4. Experimental Evaluation and Metrics
FESTA is empirically validated on both image and audio reasoning tasks with multiple off-the-shelf vision-LLMs (Gemma-3, LLaVA-1.6, Qwen-2.5VL, Phi-4, Pixtral) and audio-LLMs (Qwen2-Audio, SALMONN). Evaluation is conducted on datasets including BLINK, VSR (for spatial reasoning), and TREA (for audio temporal reasoning).
The key metric is AUROC (Area Under Receiver Operator Characteristic Curve), probing how well FESTA’s uncertainty discriminates between correct and incorrect predictions. FESTA achieves significant gains: 33.3% relative improvement for vision-LLMs, 29.6% for audio-LLMs in misprediction detection compared to baseline entropy or black-box uncertainty methods.
Ablation and comparative studies show that KL-divergence-based uncertainty (as formulated in FESTA) outperforms entropy-based approaches, particularly in scenarios where models display low uncertainty hallucinations—overconfidence in erroneous outputs.
5. Implementation Details and Practical Utility
FESTA is implemented as an open-source toolkit. It operates in post-hoc fashion, requiring only black-box access (no internal scores or model internals), with input perturbations generated via standard augmentation pipelines (OpenCV, Hugging Face paraphrasers, etc.). The method introduces a minimal hyperparameter set, mainly the number of equivalent and complementary samples for aggregation. Configuration can be adapted for multi-choice QA or other classification formulations. The codebase is made available for reproducibility and further extension.
The framework supports deployment in safety-critical domains (healthcare, finance, autonomous systems). A plausible implication is that black-box uncertainty scores from FESTA can be used to abstain from prediction or trigger human review when uncertainty is high. This mitigates the risk of low-uncertainty hallucinations, an issue exacerbated in multimodal tasks.
6. Applications and Limitations
FESTA enables robust trust assessment, addressing the challenge of reliable uncertainty estimation in domains where ground truth is expensive or unavailable. By probing consistency and sensitivity, it provides an actionable metric for selective prediction. The methodology is directly applicable to QA, spatial and temporal reasoning, and diagnostic tasks using MLLMs.
However, its current formulation is tailored to multiple-choice tasks; extending it to fully generative settings may require further research. The technique’s accuracy relies on the diversity and quality of equivalent/complementary input transformations—if perturbations are not truly task-preserving or semantically complementary, the uncertainty estimate may be less informative.

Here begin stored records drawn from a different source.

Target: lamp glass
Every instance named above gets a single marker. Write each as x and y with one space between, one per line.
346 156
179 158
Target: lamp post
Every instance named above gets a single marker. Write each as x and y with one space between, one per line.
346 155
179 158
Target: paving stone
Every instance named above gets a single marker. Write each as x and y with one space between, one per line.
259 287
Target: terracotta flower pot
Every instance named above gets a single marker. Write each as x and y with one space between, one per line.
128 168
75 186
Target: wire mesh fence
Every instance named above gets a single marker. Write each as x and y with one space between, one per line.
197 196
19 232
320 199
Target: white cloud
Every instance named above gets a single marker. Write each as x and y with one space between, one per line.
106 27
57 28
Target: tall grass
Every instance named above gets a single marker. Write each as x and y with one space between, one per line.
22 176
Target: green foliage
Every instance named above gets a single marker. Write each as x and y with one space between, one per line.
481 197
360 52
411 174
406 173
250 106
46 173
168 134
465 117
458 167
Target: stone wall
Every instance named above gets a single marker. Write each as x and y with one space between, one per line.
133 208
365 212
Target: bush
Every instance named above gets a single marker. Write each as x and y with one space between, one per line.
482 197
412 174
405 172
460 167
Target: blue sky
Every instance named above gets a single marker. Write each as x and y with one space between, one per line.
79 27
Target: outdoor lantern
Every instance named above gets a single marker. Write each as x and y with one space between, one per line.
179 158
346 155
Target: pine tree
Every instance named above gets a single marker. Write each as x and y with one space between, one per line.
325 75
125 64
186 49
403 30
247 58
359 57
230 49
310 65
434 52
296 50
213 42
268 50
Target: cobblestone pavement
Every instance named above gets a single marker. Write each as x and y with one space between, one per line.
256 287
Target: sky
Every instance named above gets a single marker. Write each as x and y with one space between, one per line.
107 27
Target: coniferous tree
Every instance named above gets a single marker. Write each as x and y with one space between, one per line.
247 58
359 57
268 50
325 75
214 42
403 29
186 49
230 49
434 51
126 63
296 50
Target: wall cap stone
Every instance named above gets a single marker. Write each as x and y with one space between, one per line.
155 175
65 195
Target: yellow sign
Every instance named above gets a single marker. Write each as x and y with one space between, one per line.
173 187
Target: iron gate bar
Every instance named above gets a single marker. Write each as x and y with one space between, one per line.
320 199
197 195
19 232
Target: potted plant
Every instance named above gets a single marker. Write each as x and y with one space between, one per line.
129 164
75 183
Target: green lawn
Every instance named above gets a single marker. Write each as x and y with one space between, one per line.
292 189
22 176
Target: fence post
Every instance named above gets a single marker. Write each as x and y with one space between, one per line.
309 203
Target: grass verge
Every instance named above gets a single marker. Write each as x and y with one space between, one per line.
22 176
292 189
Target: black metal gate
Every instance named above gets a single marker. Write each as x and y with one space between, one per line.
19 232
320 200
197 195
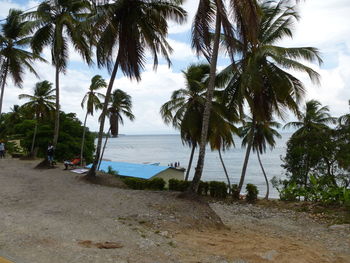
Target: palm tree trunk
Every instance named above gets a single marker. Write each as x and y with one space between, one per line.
33 141
57 114
244 169
223 165
267 181
83 140
192 190
190 162
3 87
92 171
103 150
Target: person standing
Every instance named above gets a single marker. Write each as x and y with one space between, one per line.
2 150
50 153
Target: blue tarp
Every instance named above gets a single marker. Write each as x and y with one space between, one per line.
145 171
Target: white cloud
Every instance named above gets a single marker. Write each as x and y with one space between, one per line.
324 24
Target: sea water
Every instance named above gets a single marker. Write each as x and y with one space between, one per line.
167 149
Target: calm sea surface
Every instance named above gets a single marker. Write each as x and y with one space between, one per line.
165 149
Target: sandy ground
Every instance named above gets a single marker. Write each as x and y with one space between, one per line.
52 216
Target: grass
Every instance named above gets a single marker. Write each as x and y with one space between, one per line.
330 215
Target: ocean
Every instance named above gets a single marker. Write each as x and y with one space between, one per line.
166 149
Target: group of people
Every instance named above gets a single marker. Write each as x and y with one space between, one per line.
2 150
176 164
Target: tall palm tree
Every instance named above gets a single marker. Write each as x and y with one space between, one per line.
260 135
57 23
212 16
183 110
92 100
14 56
120 105
221 137
314 117
130 28
260 76
41 103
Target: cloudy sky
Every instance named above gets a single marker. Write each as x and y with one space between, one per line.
324 24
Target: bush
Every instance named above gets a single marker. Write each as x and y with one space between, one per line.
218 189
234 191
142 184
178 185
252 193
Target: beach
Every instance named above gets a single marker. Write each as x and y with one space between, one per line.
51 215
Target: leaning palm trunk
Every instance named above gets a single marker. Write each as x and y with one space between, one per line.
103 150
83 140
33 141
223 165
190 162
92 171
244 169
57 114
207 109
3 87
267 181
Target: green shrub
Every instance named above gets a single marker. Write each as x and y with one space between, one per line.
218 189
252 193
203 188
234 192
156 184
178 185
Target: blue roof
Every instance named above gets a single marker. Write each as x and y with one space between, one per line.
145 171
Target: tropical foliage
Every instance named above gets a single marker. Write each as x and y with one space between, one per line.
14 56
56 24
131 28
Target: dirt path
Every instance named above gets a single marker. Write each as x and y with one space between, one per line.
51 216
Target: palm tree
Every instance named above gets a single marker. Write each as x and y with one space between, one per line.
120 105
131 27
314 117
41 103
184 109
185 112
345 119
92 100
14 56
221 136
209 13
260 76
259 135
58 22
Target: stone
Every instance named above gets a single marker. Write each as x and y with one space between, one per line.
340 227
269 255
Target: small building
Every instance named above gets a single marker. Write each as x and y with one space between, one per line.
144 171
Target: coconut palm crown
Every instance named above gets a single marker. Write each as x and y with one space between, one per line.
125 30
14 56
314 117
58 23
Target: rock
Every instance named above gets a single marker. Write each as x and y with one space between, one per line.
269 255
164 233
340 227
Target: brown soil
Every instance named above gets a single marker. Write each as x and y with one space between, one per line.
53 216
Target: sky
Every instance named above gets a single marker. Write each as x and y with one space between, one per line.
324 24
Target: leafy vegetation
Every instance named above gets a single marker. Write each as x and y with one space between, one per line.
315 161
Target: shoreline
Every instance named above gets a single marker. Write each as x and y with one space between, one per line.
51 214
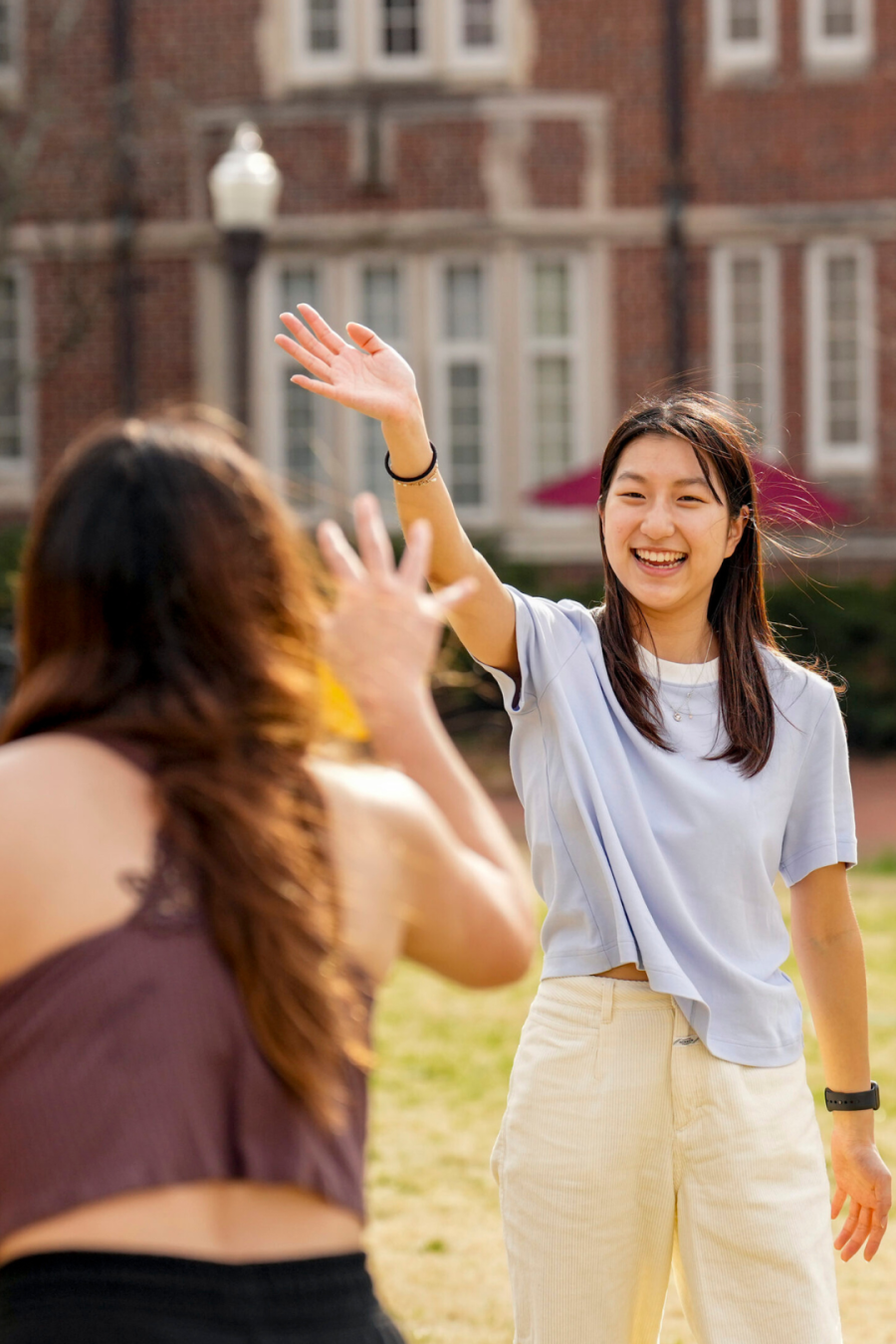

7. Comparative Context and Significance
FESTA advances trust assessment beyond standard entropy-based or sampling-based methods by formalizing input perturbation along functionally defined axes and quantifying model response via KL divergence (Bhattacharya et al., 20 Sep 2025). Previous works have addressed trust and uncertainty assessment in DNNs through operational sampling (Guerriero et al., 2024) or coverage-based redundancy (Bertolino et al., 2023), but FESTA’s black-box multimodal approach is distinct in its generality and empirical improvement.
This suggests that principled input sampling, guided by formal task-preservation criteria, is necessary for reliable trust estimation in increasingly complex model settings. The improvement in AUROC establishes FESTA as a well-founded framework for quantifying trust and uncertainty without requiring access to ground-truth annotations or model internals—a key requirement for contemporary applications.
In summary, Functionally Equivalent Sampling for Trust Assessment (FESTA) provides a technically rigorous, empirically validated framework for model trust quantification, leveraging orthogonal input perturbation and KL-divergence–based uncertainty metrics to enable reliable selective prediction in multimodal LLMs (Bhattacharya et al., 20 Sep 2025).